Il soutient que les négociations visent à «faire en sorte que les programmes de soutien du revenu agricole aident le secteur à devenir plus compétitif à long terme».

Conséquences désastreuses
En 2010, par exemple, Agri-stabilité avait versé des paiements compensatoires de près de 65 millions $ aux producteurs agricoles ontariens.

Selon Amy Cronon, présidente du Ontario Agricultural Sustainability Coalition, de telles coupures pourraient être catastrophiques pour la province. Dans un article publié sur le site du quotidien en ligne iPolitics, elle mentionne qu’«une réduction aussi significative, se traduisant par une coupure plus de 425 millions $ pour l’Ontario au cours des cinq prochaines années du programme, serait préjudiciable à l’économie rurale de l’Ontario et affecterait tous les produits qui ne sont pas soumis au système de gestion de l’offre ».

En se basant sur les paiements effectués entre 2003 et 2011, cela se serait traduit par une réduction des paiements aux agriculteurs de plus de moitié, rapporte Mme Cronon.
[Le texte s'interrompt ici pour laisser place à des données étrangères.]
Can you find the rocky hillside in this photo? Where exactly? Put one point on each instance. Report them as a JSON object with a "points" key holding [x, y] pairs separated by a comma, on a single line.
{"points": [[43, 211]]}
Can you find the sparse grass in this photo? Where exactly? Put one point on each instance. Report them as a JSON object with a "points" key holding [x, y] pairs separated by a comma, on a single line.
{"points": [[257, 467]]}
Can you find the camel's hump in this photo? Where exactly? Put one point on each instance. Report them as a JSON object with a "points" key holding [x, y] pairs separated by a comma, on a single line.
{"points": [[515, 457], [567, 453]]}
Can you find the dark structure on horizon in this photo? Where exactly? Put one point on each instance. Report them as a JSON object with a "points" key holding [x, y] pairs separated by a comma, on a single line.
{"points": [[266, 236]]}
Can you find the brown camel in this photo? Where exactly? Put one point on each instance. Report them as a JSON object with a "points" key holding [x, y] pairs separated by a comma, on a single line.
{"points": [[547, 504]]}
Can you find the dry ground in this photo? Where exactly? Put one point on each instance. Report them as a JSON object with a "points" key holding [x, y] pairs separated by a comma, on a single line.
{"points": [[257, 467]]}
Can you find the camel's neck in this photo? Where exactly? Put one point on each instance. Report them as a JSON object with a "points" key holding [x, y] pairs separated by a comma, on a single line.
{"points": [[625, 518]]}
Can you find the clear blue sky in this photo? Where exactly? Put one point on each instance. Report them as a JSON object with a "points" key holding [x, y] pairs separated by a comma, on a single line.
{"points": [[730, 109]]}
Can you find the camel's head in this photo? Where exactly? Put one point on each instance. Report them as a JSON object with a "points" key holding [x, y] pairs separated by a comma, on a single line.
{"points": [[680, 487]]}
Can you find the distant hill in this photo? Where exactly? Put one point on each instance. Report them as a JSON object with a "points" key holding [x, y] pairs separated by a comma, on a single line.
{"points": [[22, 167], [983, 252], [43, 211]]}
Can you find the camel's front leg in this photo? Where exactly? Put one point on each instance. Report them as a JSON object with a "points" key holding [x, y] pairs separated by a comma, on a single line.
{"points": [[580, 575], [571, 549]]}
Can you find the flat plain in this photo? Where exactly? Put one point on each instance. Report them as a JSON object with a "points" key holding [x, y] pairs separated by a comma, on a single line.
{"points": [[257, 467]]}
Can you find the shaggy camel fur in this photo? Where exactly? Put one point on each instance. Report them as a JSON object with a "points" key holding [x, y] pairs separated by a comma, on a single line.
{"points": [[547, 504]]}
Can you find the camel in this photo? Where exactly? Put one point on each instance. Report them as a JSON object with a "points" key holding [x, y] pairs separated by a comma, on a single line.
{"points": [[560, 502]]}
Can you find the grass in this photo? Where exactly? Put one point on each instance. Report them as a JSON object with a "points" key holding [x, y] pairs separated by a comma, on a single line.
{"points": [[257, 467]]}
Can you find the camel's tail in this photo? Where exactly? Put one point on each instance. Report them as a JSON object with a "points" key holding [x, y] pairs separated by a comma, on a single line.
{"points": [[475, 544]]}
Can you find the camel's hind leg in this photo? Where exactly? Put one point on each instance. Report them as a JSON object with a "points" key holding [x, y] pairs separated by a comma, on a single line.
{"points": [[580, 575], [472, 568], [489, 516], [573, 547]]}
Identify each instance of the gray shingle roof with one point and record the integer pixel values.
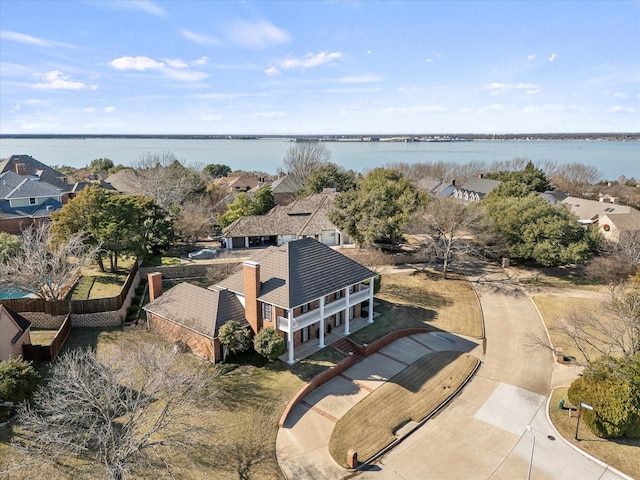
(300, 271)
(197, 308)
(307, 216)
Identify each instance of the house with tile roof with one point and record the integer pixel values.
(26, 200)
(303, 289)
(305, 217)
(193, 315)
(15, 331)
(475, 189)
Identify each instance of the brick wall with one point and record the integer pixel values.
(199, 344)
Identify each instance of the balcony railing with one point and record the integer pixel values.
(313, 316)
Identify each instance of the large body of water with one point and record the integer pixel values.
(611, 158)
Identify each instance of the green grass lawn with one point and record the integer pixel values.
(409, 396)
(622, 454)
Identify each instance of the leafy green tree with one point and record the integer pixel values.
(533, 177)
(118, 224)
(217, 170)
(534, 230)
(18, 380)
(100, 165)
(378, 210)
(9, 246)
(612, 387)
(268, 343)
(234, 337)
(263, 200)
(240, 207)
(330, 175)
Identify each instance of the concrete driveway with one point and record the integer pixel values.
(482, 434)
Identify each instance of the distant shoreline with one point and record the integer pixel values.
(622, 136)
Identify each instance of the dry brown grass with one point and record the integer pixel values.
(622, 454)
(554, 307)
(449, 305)
(409, 396)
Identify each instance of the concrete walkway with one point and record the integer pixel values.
(482, 434)
(302, 446)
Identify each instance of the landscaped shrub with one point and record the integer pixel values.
(269, 343)
(18, 380)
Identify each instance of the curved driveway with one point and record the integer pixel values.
(483, 433)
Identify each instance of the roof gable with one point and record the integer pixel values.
(299, 272)
(199, 309)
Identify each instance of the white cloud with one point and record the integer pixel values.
(256, 35)
(56, 80)
(201, 61)
(620, 96)
(176, 63)
(621, 109)
(417, 109)
(200, 39)
(361, 79)
(23, 38)
(270, 114)
(185, 75)
(136, 63)
(497, 89)
(310, 60)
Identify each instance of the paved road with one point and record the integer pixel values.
(481, 435)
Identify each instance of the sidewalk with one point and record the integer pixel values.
(302, 445)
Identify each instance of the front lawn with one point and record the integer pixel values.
(621, 453)
(411, 395)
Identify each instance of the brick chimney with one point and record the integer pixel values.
(155, 285)
(251, 271)
(21, 168)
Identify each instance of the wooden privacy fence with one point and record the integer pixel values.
(47, 353)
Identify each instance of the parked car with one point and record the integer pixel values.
(203, 254)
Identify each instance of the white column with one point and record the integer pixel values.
(346, 312)
(291, 360)
(371, 282)
(321, 344)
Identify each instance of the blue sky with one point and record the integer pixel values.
(336, 67)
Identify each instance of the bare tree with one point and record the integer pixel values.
(451, 230)
(304, 158)
(42, 267)
(120, 415)
(163, 178)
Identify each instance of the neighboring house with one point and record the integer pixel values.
(192, 315)
(15, 330)
(237, 184)
(124, 181)
(26, 200)
(303, 289)
(26, 165)
(285, 190)
(475, 189)
(614, 220)
(306, 217)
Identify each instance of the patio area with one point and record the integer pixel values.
(310, 347)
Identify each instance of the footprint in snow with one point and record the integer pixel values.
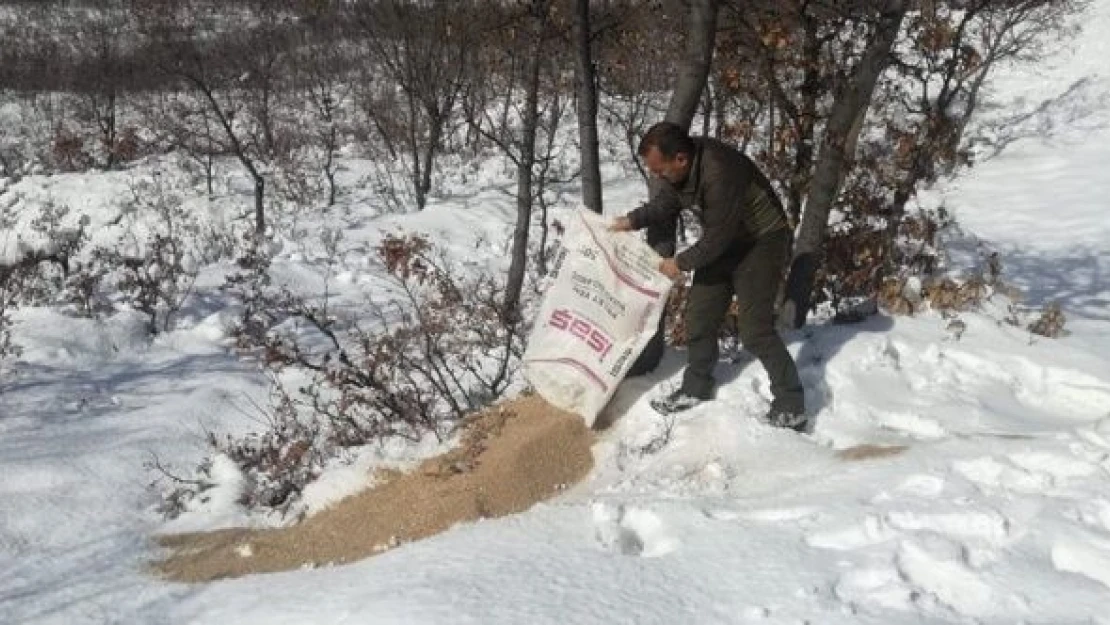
(1083, 555)
(632, 531)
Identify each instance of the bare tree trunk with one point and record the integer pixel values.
(587, 112)
(695, 70)
(849, 103)
(684, 102)
(530, 123)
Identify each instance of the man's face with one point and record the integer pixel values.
(672, 170)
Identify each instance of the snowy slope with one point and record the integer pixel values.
(997, 511)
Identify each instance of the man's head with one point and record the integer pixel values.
(667, 151)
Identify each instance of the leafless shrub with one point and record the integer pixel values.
(413, 365)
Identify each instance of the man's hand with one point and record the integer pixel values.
(669, 268)
(621, 224)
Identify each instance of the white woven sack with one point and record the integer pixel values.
(597, 315)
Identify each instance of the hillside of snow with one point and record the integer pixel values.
(989, 502)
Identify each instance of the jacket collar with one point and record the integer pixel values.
(694, 175)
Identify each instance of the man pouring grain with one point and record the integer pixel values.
(744, 245)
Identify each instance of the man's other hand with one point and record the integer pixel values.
(621, 224)
(669, 268)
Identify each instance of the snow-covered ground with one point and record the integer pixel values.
(997, 511)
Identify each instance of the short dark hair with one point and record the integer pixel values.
(670, 139)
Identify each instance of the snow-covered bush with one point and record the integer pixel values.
(411, 366)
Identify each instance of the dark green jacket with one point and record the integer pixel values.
(730, 198)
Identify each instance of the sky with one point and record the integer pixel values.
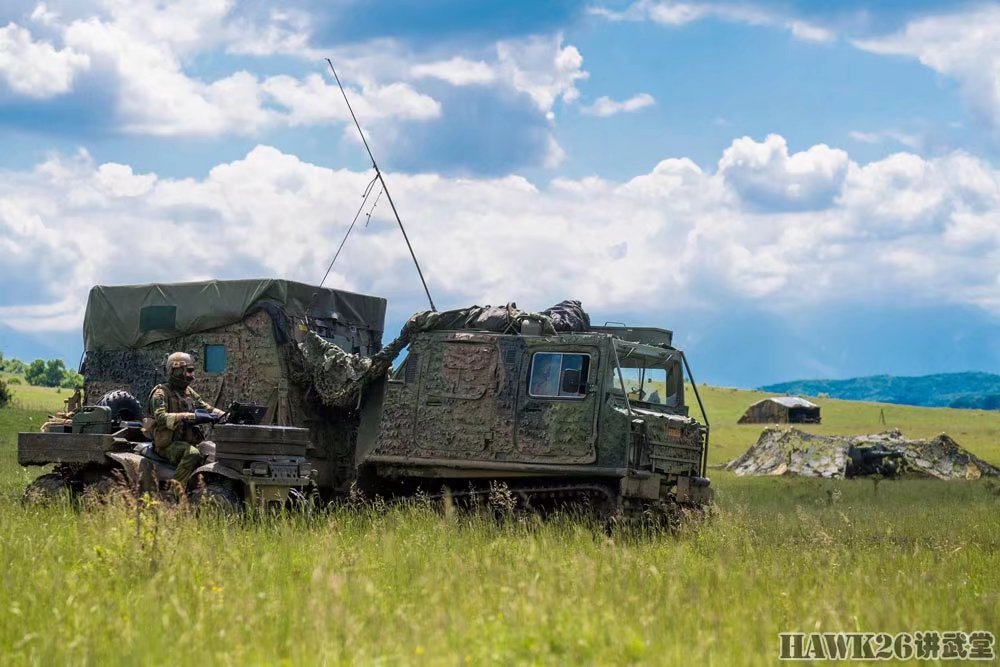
(796, 189)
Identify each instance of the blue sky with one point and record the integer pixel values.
(798, 189)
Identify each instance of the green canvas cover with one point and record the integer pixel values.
(131, 316)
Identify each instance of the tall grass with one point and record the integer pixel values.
(130, 583)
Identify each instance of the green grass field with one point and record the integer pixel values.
(28, 397)
(156, 585)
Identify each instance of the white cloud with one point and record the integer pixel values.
(312, 100)
(764, 174)
(672, 13)
(884, 136)
(605, 106)
(965, 46)
(904, 228)
(42, 15)
(37, 69)
(542, 68)
(457, 71)
(808, 32)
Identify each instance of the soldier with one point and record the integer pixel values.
(171, 407)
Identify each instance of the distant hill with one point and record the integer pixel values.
(946, 390)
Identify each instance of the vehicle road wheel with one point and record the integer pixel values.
(47, 488)
(123, 405)
(106, 487)
(217, 496)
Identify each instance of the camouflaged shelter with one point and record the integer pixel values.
(791, 452)
(781, 410)
(242, 334)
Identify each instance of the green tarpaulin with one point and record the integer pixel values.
(132, 316)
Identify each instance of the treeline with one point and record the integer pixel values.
(41, 373)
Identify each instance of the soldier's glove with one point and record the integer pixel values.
(204, 417)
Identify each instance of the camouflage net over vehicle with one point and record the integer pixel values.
(790, 451)
(337, 376)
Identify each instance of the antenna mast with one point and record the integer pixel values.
(385, 188)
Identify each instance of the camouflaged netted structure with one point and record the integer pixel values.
(790, 451)
(337, 376)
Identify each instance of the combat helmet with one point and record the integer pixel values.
(176, 364)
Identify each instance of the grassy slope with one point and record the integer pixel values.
(28, 397)
(104, 586)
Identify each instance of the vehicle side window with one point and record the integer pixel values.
(558, 375)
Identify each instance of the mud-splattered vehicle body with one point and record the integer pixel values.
(599, 414)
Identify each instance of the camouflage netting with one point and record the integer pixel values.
(790, 451)
(338, 376)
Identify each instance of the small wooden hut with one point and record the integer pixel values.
(781, 410)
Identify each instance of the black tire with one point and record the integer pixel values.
(123, 405)
(216, 496)
(47, 488)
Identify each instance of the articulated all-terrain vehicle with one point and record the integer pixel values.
(553, 410)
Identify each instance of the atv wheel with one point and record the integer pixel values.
(47, 488)
(216, 495)
(123, 405)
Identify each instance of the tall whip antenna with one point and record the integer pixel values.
(385, 188)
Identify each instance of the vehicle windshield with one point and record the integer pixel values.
(655, 379)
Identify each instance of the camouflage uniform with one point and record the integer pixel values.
(171, 407)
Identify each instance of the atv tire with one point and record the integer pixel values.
(123, 405)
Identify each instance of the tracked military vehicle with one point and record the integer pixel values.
(554, 411)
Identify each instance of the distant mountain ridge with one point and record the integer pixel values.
(945, 390)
Désinvestissement du fédéral
Selon le président de la Fédération canadienne d’agriculture (FCA), Ron Bonnett, les coupures totales du budget du programme original Cultivons l’avenir pourraient atteindre jusqu’à 430 millions $ par année pour l’ensemble du Canada.

 «C’est un gouvernement qui se désinvestit tranquillement dans plusieurs secteurs, incluant l’agroalimentaire, s’est contenté de dire Sylvain Charlebois, doyen intérimaire au College of Management and Economics à l’Université de Guelph. C’est conséquent à ce que l’on voit depuis un an, depuis le dépôt du budget, donc ce n’est pas surprenant en soi. C’est une nouvelle philosophie, une nouvelle approche », a-t-il confié, sans être surpris par la nouvelle.

Selon M. Charlebois, cela amènera l’industrie à agir de façon plus responsable.

Décision unilatérale ?
Rejoint par téléphone, le président de la FCA a exprimé ses craintes quant aux coupures que l’on prévoit faire. Selon lui, peu d’organisations agricoles sont impliquées dans le processus de prise de décision, donc il réclame des consultations publiques.

«La communauté agricole doit participer au processus de discussion et cette décision ne doit pas être prise à huis clos. S’il doit y avoir des changements aussi radicaux, les fermiers doivent être impliqués dans cette discussion», croit M. Bonnett. Il s’est dit prêt à intervenir et à dialoguer si on lui fournissait l’occasion.

Les négociations devraient se conclure d’ici l’automne puisque le cadre actuel de Cultivons l’avenir vient à échéance le 31 mars 2013. Mais voilà que la prochaine réunion prévue du 12 au 14 septembre prochains à Whitehorse, au Yukon, a été devancée au 6 juillet. Au moment de mettre sous presse, la réunion n’avait pas eu lieu donc il nous est impossible de rapporter les détails de cette rencontre.

Quant à la rencontre de septembre prochain, le porte-parole affirme qu’elle aura tout de même lieu à la date prévue.